I've been rebuilding an old motorhome and added a second fuel tank. For simplicity sake, I chose to use one tank for fueling the motor and then use the other to transfer fuel to the primary tank when needed.
There are 2 screen modes. The primary screen displays the fuel level in the reserve tank and the second mode displays a screen for setting transfer volume, flow rates, and delivered volume. A couple safety features are included: Transfer volume cannot be set greater than or equal to volume in reserve tank and, pump relay is turned off when transfer volume is acquired.
I'm only have intermediate experience with Arduino coding so I'm sure there is a better way to skin this cat. Could have use SPI protocol, but decided on I2C as I was thinking the display would be remote from the processor and wanted as few wires as possible. Note that circuit changes on the back of the display are necessary to use I2C protocol. I've noted the required changes on the schematic.

Transfer Mode Screen

A little messy, but it works :)
EXPANDED TECHNICAL DETAILS
Automotive Fluid Management System
A mission-critical project for managing auxiliary fuel systems in trucks or remote generators, providing precise level monitoring and automated fuel transfer.

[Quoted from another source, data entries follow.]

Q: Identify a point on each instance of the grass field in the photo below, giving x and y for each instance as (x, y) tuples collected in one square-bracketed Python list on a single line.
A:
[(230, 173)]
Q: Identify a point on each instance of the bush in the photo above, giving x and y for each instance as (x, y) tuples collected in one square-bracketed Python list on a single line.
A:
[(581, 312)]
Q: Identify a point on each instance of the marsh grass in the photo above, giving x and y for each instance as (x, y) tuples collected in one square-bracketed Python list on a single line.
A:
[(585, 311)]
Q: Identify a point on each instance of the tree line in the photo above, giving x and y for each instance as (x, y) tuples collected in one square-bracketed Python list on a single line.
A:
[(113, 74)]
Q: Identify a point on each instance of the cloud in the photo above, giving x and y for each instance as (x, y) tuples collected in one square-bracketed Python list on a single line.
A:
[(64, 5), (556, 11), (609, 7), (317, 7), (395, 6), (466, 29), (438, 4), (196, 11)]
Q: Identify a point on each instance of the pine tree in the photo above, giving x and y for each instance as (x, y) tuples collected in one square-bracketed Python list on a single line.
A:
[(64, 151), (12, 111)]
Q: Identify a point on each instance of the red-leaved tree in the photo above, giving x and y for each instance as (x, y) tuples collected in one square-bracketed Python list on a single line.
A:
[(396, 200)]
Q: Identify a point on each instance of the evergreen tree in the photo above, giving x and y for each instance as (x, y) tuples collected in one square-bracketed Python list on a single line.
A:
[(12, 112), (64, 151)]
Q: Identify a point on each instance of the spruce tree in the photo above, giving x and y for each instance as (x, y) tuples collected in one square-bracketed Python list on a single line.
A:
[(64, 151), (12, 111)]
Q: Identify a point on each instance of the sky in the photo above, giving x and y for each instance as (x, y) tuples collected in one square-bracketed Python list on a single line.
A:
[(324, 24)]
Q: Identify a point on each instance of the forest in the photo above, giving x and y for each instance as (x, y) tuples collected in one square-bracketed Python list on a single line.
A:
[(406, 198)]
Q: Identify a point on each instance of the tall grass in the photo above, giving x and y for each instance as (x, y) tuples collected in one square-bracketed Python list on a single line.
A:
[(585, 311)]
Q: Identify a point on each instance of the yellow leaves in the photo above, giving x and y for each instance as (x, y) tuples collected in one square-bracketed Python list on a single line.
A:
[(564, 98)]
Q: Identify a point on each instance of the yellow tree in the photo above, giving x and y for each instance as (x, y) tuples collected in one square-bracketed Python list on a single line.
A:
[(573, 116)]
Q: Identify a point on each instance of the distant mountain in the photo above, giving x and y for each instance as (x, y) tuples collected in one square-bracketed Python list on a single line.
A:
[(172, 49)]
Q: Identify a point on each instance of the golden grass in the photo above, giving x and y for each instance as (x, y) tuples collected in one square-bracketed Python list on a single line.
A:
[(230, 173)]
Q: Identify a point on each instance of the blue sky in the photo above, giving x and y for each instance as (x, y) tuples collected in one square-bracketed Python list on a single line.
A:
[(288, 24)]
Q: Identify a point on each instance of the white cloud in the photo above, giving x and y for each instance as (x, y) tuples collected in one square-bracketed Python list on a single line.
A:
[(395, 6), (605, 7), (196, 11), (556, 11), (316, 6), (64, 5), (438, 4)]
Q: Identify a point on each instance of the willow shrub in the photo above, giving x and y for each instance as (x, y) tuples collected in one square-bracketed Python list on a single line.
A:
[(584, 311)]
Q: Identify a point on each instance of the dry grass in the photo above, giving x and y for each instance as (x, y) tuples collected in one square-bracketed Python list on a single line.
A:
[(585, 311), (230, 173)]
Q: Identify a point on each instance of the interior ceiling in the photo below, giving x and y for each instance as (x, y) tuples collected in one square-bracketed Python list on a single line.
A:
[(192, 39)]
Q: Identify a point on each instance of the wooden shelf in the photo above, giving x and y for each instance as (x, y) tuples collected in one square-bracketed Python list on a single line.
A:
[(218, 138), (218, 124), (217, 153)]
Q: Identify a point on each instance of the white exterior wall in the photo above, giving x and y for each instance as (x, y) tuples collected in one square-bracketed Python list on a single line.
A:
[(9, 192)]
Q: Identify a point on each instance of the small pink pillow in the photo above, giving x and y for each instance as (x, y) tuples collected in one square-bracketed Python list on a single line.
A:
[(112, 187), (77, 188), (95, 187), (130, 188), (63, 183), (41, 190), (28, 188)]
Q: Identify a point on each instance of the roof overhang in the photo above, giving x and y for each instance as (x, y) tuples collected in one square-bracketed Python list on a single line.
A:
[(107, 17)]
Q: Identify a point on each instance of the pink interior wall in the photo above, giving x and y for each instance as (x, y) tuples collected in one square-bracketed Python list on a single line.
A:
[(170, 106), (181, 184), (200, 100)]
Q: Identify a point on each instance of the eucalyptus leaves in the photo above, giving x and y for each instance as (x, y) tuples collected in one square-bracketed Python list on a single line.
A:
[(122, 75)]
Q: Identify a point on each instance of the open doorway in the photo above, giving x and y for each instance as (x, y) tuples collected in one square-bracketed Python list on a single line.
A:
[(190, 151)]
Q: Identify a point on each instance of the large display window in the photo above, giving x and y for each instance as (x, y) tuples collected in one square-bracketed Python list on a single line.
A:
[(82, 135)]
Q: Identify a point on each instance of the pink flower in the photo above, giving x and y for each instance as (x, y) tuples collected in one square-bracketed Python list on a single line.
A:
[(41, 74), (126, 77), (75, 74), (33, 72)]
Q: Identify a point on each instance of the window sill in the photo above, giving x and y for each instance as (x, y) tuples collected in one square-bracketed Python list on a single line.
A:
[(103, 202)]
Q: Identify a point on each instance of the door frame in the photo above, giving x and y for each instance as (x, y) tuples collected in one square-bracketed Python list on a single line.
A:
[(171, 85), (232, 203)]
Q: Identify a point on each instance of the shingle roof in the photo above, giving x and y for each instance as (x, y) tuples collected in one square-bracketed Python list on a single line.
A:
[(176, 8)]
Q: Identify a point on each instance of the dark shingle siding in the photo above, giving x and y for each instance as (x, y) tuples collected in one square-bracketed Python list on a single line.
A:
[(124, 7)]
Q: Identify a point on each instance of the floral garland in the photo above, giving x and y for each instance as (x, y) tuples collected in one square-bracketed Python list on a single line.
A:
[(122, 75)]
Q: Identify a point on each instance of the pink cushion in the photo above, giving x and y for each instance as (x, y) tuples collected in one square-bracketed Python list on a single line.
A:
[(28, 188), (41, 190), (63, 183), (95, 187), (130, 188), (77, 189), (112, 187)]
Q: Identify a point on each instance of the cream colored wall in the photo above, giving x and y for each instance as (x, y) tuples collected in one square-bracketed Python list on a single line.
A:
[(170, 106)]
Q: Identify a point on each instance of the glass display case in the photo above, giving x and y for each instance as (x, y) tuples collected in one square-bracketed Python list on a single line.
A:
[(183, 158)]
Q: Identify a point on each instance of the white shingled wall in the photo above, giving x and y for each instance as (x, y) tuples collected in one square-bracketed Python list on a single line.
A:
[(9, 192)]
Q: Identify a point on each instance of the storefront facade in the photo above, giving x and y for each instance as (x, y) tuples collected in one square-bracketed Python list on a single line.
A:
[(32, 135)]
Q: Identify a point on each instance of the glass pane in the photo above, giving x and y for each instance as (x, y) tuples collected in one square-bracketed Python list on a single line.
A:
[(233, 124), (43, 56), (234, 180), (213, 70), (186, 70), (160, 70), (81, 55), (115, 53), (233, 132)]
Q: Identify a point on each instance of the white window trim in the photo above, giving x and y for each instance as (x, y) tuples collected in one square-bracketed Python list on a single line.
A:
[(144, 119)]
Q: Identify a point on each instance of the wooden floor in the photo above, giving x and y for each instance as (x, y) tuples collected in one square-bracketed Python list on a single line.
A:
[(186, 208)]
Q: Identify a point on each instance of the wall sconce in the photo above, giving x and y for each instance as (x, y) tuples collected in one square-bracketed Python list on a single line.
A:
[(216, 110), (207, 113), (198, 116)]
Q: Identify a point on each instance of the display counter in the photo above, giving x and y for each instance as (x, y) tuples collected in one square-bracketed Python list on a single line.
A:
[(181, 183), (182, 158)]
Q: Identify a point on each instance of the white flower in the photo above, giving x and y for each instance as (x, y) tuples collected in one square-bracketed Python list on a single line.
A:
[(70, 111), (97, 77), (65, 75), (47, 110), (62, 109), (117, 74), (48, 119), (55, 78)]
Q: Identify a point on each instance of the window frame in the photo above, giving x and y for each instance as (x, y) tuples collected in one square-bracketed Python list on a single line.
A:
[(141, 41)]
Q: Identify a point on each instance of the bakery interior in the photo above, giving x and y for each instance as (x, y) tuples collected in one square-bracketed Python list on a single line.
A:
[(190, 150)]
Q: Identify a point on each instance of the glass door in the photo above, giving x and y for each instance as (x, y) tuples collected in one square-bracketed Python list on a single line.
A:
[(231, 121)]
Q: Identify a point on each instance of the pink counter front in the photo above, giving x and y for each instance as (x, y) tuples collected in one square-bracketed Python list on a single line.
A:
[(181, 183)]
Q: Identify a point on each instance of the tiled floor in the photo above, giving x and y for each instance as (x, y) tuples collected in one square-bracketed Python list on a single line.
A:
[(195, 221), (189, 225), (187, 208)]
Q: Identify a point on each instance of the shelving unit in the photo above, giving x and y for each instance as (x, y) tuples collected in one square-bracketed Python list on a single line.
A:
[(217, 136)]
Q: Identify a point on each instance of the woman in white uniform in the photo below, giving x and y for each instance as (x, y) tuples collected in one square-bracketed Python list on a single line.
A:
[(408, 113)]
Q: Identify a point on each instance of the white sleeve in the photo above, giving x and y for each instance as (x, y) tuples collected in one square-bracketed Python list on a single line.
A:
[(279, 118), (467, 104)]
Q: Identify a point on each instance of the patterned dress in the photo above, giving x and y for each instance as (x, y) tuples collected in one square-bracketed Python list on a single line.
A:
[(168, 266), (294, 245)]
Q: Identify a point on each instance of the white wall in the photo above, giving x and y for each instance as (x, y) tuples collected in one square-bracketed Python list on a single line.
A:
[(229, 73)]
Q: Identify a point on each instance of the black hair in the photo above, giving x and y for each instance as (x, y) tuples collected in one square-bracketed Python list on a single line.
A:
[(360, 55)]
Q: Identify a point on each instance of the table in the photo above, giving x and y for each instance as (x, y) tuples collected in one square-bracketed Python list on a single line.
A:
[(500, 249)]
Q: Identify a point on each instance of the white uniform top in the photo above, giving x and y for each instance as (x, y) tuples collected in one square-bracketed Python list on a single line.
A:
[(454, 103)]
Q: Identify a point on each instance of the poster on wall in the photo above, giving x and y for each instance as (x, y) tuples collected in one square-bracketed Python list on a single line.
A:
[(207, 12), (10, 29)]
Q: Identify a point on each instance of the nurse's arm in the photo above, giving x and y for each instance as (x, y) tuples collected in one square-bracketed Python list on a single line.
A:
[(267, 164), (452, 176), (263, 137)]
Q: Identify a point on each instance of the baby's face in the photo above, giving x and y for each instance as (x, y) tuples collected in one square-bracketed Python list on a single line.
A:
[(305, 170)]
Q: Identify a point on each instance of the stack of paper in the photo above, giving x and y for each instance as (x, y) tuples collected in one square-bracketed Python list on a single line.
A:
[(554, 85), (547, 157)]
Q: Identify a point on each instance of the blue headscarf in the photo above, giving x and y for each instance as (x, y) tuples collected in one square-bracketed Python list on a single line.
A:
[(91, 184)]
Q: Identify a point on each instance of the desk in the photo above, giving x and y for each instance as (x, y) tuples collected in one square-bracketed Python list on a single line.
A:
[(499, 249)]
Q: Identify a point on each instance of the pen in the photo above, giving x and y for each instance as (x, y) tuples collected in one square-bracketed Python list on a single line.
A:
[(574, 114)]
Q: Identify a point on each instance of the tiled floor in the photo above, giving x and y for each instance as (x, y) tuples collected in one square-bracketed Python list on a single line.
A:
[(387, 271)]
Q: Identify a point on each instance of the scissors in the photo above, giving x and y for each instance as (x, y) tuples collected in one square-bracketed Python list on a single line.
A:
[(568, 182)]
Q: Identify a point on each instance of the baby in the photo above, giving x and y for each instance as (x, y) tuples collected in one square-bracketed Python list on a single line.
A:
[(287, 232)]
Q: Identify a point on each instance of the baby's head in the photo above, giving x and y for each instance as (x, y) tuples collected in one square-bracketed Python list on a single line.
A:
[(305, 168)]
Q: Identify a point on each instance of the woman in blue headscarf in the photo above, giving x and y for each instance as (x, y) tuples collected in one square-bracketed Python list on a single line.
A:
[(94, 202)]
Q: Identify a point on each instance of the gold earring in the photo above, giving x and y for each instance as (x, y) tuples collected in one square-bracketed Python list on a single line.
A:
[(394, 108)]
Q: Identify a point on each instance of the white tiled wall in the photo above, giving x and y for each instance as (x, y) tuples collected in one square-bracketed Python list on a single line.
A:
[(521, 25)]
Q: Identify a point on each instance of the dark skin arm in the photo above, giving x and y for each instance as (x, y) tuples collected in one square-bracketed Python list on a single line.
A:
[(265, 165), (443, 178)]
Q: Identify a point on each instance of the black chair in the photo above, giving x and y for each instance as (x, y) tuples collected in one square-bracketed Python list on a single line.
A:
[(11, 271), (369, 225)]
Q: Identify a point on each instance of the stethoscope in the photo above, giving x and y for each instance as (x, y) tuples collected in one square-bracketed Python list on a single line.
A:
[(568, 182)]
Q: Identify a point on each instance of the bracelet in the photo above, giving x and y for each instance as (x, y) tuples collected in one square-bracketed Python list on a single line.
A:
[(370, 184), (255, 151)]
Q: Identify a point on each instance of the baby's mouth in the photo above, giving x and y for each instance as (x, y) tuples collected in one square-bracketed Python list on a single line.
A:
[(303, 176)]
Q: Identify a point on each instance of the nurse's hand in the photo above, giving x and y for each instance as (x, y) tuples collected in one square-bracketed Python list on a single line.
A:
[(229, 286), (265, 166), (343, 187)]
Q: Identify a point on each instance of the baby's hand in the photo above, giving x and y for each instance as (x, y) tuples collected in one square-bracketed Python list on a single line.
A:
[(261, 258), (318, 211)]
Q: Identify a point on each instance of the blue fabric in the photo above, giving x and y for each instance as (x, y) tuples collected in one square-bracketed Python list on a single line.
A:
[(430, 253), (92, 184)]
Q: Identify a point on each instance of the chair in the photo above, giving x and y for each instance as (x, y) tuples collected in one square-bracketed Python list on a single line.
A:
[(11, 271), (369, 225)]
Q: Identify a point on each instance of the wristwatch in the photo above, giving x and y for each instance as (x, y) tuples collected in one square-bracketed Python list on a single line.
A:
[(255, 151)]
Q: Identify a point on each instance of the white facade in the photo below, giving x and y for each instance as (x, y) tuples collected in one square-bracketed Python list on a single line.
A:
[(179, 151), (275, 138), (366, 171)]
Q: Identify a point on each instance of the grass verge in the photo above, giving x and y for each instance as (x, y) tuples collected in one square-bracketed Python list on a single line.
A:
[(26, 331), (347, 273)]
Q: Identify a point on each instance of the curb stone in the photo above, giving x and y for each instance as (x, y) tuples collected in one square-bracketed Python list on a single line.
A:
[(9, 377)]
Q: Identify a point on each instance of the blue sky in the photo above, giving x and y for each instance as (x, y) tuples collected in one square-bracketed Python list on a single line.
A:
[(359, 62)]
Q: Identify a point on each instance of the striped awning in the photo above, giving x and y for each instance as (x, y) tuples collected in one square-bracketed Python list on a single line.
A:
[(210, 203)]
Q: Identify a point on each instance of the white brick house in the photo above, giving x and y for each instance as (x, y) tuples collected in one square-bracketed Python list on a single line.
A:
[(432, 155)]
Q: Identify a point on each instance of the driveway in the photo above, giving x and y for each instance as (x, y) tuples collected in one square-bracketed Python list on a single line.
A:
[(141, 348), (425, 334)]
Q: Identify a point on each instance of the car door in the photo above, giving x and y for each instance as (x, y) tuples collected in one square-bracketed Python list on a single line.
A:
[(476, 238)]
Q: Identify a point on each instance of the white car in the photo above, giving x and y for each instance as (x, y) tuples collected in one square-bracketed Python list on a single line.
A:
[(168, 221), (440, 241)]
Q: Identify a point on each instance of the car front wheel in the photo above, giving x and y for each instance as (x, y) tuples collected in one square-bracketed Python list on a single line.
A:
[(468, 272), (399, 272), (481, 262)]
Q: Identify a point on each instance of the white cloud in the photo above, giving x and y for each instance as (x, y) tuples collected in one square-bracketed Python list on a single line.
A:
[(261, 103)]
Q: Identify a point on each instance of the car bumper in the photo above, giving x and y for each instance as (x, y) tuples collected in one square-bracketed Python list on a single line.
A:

- Resistive Fuel-Level Decoding: The Arduino interfaces with standard 0-90 ohm automotive fuel senders. The firmware uses an analog voltage divider and a non-linear mapping table to accurately calculate the remaining liters.
- Solenoid Pump PWM Control: Manages a 12V DC fuel transfer pump via a high-current solid-state relay. The Arduino automatically initiates a "Transfer" cycle when the main tank is low and the reserve tank is full.
Safety
- Dry-Run Protection: Monitor's the pump's current draw; if the tank is empty, the Arduino detects the drop in resistance and instantly deactivates the pump to prevent motor burnout.